He stood. "I don't want it." He turned to go but she rose, too, and caught him by the shoulder.
"If this...I would be happy to award a second degree to your brother if that is what is troubling you, George."
He looked back at her, eyes narrowed. "What makes you think he'd want one either?"
"Mr Weasley, that is an inappropriate tone of -- "
"What -- " the anger in his voice made her blink again " -- did Hogwarts ever do for us?"
He turned suddenly to face her, jerking his shoulder out of her grip, his voice venomous. "Hogwarts never taught us what we needed to know. We're -- " his voice wavered for a second, then sharpened " -- I'm a great damn wizard, that's right. And I sure as hell didn't learn any of it in a classroom."
"Weasley!" Her voice crackled, his old professor and Head of House. "How dare -- "
"You told us Hogwarts -- " he spat it venomously, cutting through her words " -- was the safest place in Britain and you kept telling us that while our own teachers turned into Death Eaters and traitors and cowards and you couldn't fucking well protect your own Headmaster let alone a bunch of gits armed with Stunning Spells!"

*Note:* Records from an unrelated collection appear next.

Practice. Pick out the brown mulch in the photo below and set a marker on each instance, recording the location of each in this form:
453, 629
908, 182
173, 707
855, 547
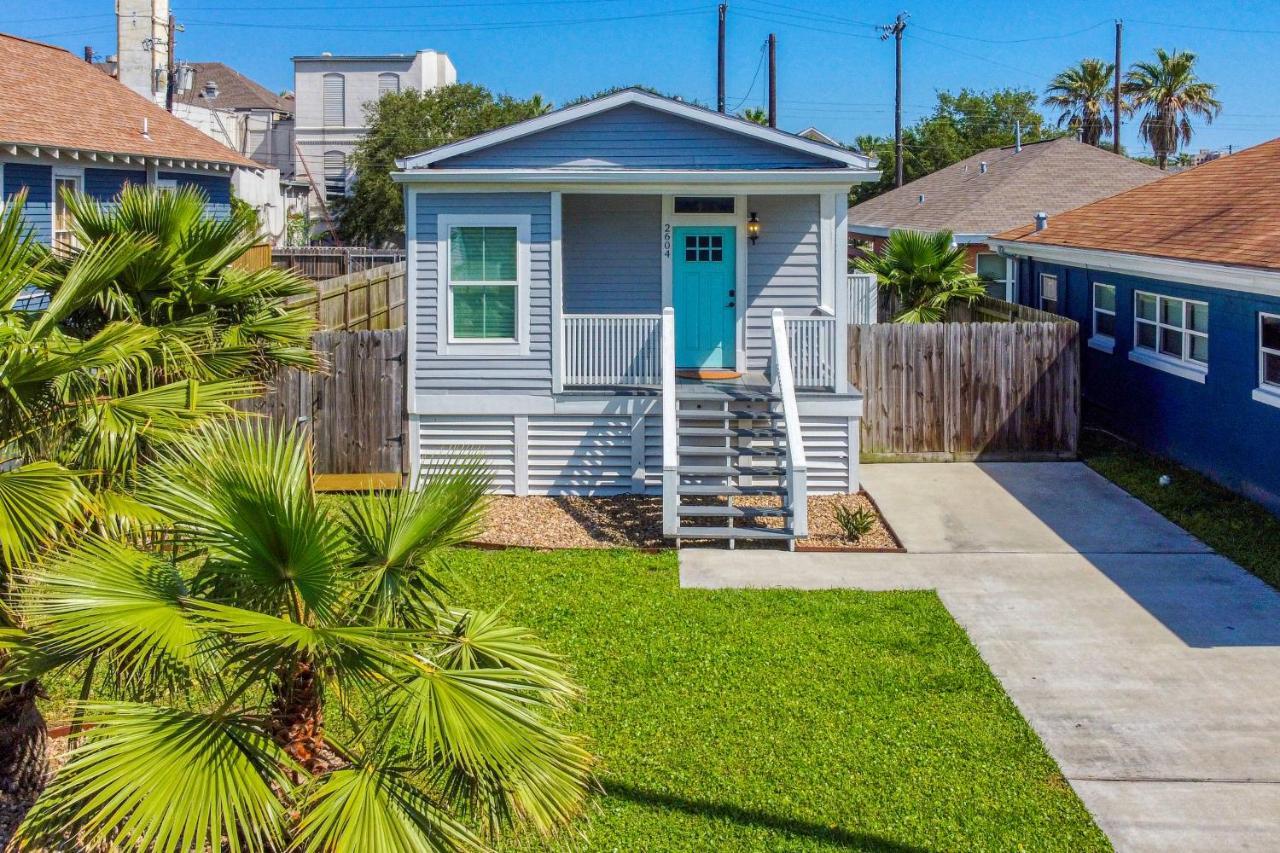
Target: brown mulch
635, 521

The portraits were staring at him, aghast. McGonagall drew herself up, steely and Scots to the tip of her hat. "We tried our very best to protect you, Weasley, and there is no need -- "
"Yeah, well, you bloody well failed, didn't you. Half the casualties of this war happened here, and a lot that came damn close." His rage was sharp in his throat, and unconsciously he took a step towards her. "Ginny got possessed by the Dark Lord and kidnapped by a basilisk. Bill got his face torn off. That girl with the poisoned necklace. The ones who got Petrified. What about the ones tortured by Umbridge, or the Carrows? What about Cedric Diggory? What about Mr Crouch and Professor Burbage? What about Lupin, and Tonks, and Creevey, and, goddammit, Crabbe? What about Harry, ten times a year since he started coming here, except that he's the Boy Who Won't Fucking Die!"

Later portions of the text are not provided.